How the giants do it
Netflix built Hystrix (now in maintenance; the patterns live on in Resilience4j and Polly) and pioneered chaos engineering with the Simian Army. Every Netflix service-to-service call goes through a circuit breaker by default. The blast radius of a single bad service is bounded by design.
Amazon uses cell-based architecture: each service is split into independent cells, customers are assigned to cells, and cells fail independently.
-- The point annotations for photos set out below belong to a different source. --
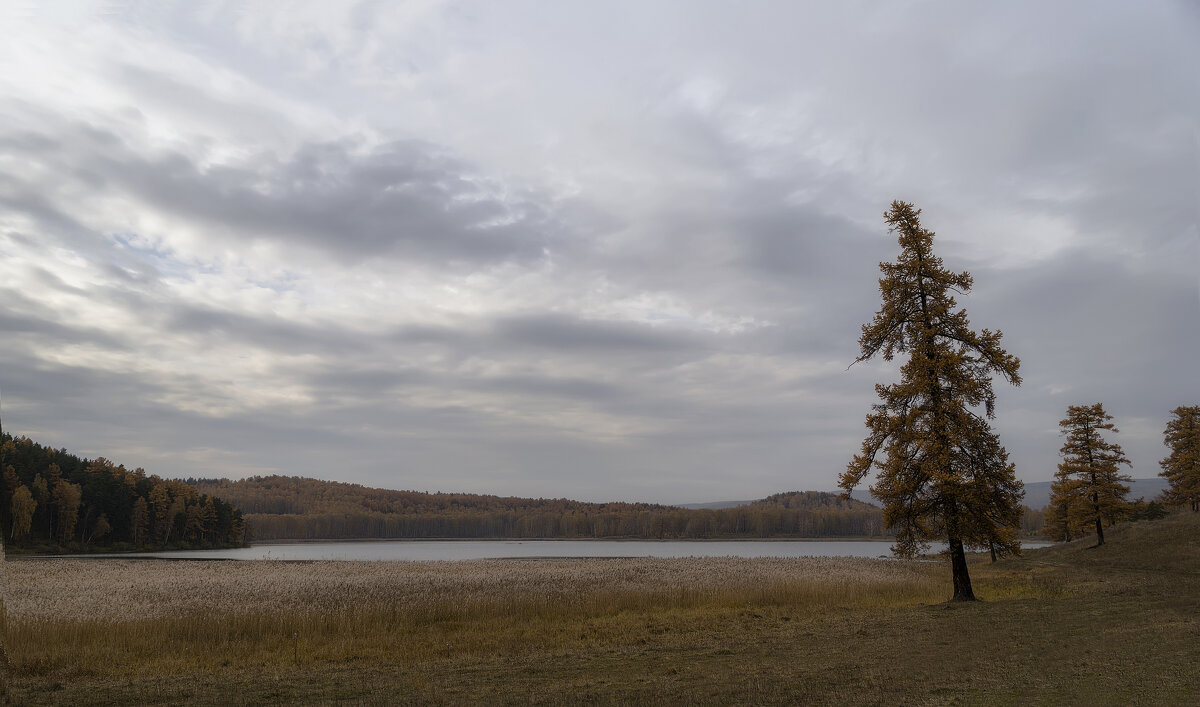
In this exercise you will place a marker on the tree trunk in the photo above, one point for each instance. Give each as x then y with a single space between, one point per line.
963 591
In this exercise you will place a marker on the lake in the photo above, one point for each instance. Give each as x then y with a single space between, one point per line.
451 550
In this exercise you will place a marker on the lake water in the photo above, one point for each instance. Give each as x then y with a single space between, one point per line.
427 550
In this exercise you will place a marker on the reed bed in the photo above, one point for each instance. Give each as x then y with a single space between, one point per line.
119 618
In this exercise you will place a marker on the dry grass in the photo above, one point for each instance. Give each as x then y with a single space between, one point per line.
616 630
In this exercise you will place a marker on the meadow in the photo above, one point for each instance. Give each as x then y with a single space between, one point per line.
1068 624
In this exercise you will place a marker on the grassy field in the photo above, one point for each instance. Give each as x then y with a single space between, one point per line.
1069 624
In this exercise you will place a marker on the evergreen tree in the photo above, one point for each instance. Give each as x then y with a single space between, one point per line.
943 474
1181 467
1096 492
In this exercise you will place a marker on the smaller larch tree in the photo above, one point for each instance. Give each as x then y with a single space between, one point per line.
1090 473
1062 514
1181 468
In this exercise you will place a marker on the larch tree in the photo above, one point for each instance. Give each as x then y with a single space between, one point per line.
1092 465
23 507
1062 514
1181 467
941 472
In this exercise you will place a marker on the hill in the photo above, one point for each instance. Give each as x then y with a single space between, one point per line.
297 508
52 501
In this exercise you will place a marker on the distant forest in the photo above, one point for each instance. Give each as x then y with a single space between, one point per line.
52 501
297 508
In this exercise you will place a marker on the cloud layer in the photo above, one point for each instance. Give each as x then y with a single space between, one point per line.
601 251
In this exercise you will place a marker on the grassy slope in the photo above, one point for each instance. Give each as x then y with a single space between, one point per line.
1068 624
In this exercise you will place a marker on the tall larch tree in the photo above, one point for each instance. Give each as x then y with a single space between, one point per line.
23 507
942 473
1181 467
1093 463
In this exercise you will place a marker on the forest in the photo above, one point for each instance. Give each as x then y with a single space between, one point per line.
52 501
298 508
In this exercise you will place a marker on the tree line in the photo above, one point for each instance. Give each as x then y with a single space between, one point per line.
298 508
52 501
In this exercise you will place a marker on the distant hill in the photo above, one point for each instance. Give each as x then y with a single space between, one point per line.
1037 495
298 508
859 495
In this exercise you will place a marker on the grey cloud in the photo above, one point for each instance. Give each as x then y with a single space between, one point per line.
403 199
565 333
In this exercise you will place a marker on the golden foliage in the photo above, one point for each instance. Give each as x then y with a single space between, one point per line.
942 472
1181 467
1089 490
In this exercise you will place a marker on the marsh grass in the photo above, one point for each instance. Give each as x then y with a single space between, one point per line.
1069 624
418 613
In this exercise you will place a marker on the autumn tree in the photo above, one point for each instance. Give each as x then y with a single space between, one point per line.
1181 467
941 471
139 522
67 498
1062 514
23 507
1091 469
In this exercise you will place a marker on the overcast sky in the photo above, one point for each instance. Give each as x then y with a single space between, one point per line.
591 250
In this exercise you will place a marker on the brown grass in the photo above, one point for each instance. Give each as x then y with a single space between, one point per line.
1062 625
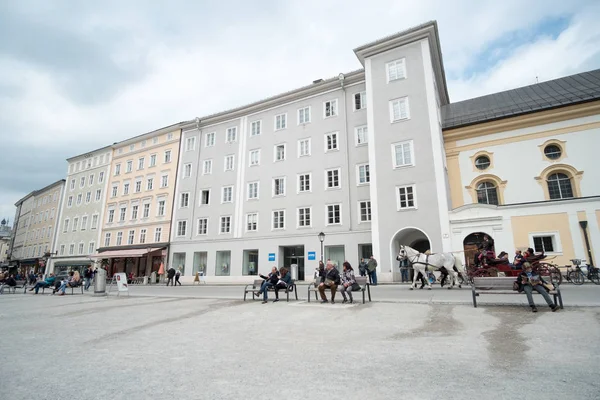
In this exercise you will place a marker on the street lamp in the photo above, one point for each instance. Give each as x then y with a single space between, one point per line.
322 239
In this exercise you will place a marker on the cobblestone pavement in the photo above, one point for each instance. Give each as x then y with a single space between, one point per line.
166 347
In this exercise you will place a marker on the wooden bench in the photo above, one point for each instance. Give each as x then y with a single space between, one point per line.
504 285
255 286
362 281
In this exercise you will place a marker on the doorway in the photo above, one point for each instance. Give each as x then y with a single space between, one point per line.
294 255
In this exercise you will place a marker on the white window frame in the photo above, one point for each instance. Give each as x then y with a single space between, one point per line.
327 223
358 167
309 115
256 128
337 141
414 190
394 64
282 125
300 141
391 106
412 154
334 106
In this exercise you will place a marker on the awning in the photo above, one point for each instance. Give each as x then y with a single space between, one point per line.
124 253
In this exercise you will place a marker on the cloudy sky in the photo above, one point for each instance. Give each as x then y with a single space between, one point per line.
78 75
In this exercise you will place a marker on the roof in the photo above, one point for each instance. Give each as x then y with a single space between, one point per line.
542 96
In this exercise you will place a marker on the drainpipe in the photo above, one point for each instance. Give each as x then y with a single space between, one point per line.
341 77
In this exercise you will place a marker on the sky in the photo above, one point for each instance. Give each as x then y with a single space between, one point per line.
77 76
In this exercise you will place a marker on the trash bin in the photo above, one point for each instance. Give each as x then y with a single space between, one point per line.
100 283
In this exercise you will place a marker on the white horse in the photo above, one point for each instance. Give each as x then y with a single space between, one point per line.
420 262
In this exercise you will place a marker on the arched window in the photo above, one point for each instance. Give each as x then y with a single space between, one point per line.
487 193
559 186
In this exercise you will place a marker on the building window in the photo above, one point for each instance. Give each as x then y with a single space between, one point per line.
331 141
365 211
487 193
361 133
402 154
252 190
279 186
334 215
205 197
304 217
187 170
304 147
399 110
333 178
304 115
396 70
330 108
227 194
280 121
559 186
406 197
111 216
225 225
303 183
190 143
207 167
181 228
146 212
363 174
255 129
552 152
185 200
229 162
280 152
231 135
482 162
360 100
202 226
251 222
279 219
210 139
254 157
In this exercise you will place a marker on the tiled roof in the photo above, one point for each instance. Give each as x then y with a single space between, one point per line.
541 96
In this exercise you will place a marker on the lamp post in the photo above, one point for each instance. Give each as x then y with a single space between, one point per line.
322 239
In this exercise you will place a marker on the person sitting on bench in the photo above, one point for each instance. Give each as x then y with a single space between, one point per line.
49 281
531 281
330 280
283 282
269 280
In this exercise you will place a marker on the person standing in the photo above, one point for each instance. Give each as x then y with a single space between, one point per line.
372 268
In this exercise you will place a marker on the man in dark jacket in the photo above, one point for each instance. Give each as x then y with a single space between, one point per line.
330 280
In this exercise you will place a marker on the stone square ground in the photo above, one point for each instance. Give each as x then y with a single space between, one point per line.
153 347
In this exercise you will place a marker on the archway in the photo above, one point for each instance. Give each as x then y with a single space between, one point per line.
472 242
408 236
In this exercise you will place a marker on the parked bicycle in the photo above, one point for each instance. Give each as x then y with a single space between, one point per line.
577 275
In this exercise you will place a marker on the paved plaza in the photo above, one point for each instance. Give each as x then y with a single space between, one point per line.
170 343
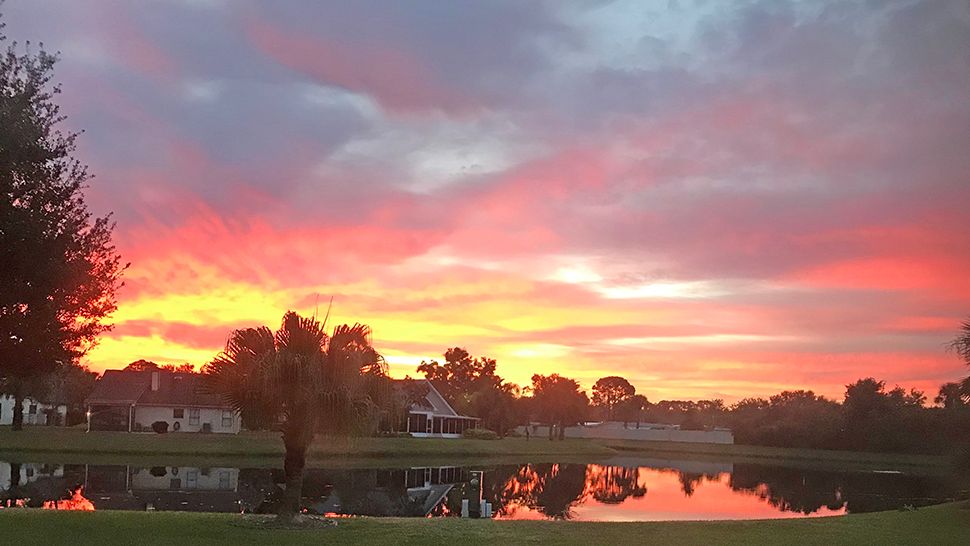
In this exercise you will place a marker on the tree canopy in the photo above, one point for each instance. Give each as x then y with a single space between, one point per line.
60 269
609 392
300 377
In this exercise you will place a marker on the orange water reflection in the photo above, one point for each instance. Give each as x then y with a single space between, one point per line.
76 502
615 493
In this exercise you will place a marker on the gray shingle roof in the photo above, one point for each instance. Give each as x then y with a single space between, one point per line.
134 387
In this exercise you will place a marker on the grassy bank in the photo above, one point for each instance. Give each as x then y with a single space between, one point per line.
65 445
946 524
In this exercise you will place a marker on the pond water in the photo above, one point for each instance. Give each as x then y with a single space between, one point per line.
615 490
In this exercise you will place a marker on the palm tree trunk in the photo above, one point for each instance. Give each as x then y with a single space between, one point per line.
296 440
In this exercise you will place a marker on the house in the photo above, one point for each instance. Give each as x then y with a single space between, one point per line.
35 412
433 417
134 401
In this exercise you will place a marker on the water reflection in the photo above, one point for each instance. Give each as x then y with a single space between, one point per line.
626 490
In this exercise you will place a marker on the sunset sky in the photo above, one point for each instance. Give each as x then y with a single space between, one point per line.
712 199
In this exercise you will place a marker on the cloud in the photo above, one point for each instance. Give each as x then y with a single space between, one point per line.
710 201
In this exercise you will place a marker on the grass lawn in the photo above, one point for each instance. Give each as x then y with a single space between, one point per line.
945 524
254 449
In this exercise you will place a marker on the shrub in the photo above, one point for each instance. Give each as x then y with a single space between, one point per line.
480 434
161 427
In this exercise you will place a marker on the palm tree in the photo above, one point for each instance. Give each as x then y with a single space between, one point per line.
298 379
961 346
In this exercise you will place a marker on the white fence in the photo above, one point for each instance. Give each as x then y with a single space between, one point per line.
655 433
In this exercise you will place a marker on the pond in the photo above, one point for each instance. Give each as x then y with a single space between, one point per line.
613 490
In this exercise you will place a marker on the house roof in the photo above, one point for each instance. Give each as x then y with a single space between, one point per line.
135 387
433 402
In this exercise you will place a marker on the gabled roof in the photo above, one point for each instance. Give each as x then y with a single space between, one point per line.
119 386
433 401
134 387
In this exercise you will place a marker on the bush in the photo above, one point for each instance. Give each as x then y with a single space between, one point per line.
479 434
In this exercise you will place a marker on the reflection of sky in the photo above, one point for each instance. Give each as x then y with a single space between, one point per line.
713 499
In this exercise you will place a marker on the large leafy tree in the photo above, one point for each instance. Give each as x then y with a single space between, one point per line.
300 378
610 392
559 402
59 270
461 376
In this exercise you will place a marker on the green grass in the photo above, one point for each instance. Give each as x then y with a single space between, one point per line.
255 449
945 524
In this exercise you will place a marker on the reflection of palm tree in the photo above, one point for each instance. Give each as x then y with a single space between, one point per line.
613 484
297 376
689 482
551 489
563 487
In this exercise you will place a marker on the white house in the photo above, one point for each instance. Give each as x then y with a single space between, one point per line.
134 401
433 417
35 412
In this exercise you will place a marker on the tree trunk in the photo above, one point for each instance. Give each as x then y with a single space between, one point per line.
296 440
18 405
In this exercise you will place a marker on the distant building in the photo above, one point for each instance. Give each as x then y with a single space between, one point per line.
128 400
35 412
434 417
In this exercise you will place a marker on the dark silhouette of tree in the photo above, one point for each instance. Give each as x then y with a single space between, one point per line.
558 402
609 392
498 407
961 346
952 396
300 376
961 342
632 409
461 376
59 268
473 388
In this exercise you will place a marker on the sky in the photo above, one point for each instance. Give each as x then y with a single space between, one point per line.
711 199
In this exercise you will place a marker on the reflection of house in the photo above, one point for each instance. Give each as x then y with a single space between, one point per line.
135 400
432 416
414 492
178 488
35 413
27 473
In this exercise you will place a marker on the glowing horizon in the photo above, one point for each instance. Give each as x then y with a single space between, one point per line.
710 202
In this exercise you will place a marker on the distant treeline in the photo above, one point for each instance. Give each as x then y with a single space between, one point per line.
871 417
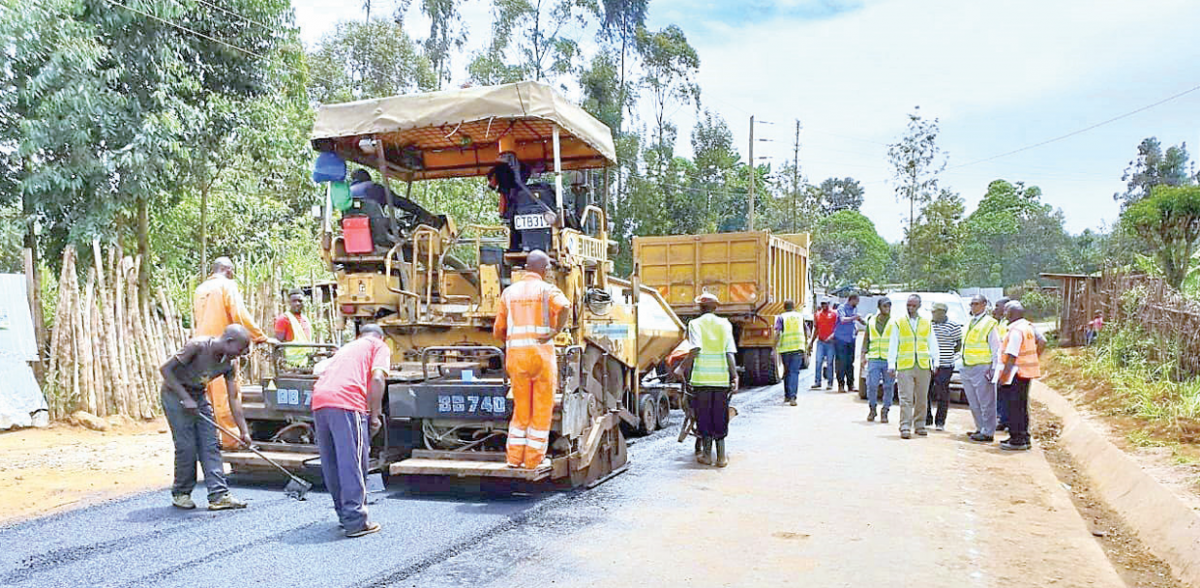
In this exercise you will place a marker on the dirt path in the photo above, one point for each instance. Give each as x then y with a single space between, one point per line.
45 471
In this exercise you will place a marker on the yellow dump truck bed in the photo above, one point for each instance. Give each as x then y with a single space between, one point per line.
751 273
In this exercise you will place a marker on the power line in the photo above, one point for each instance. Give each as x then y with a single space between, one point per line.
1131 113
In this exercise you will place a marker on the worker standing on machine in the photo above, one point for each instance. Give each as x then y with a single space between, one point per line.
529 316
713 377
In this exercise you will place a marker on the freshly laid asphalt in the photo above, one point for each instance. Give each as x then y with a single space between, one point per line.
816 469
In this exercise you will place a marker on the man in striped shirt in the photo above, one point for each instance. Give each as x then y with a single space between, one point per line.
949 345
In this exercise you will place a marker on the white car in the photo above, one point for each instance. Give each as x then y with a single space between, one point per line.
957 312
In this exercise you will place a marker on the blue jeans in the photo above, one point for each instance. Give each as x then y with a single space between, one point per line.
822 355
877 373
792 361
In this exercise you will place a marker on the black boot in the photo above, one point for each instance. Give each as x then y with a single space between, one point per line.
706 454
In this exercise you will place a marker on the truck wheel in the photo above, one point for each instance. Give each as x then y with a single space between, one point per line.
762 366
648 415
664 411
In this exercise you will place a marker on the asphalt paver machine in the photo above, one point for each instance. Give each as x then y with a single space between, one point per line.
435 287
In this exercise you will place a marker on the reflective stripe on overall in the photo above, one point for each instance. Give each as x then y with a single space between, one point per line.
913 346
711 367
877 348
792 339
976 351
532 369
A bug in one cell affects ~1/N of users instead of 100%. Combined with shuffle sharding (each customer’s cell membership is randomized) the probability of any two customers sharing all the same failure dependencies approaches zero.
Google’s SRE practice codifies the philosophy: everything fails, all the time. Build for it. The error budget you set at the SLO level is the budget that resilience patterns are built to spend.
The single most useful sentence about resilience
Whenever you find yourself writing “but the downstream shouldn’t fail like that” — stop. The downstream will fail like that. The point of these patterns is that you don’t need to predict how it will fail to handle it gracefully when it does.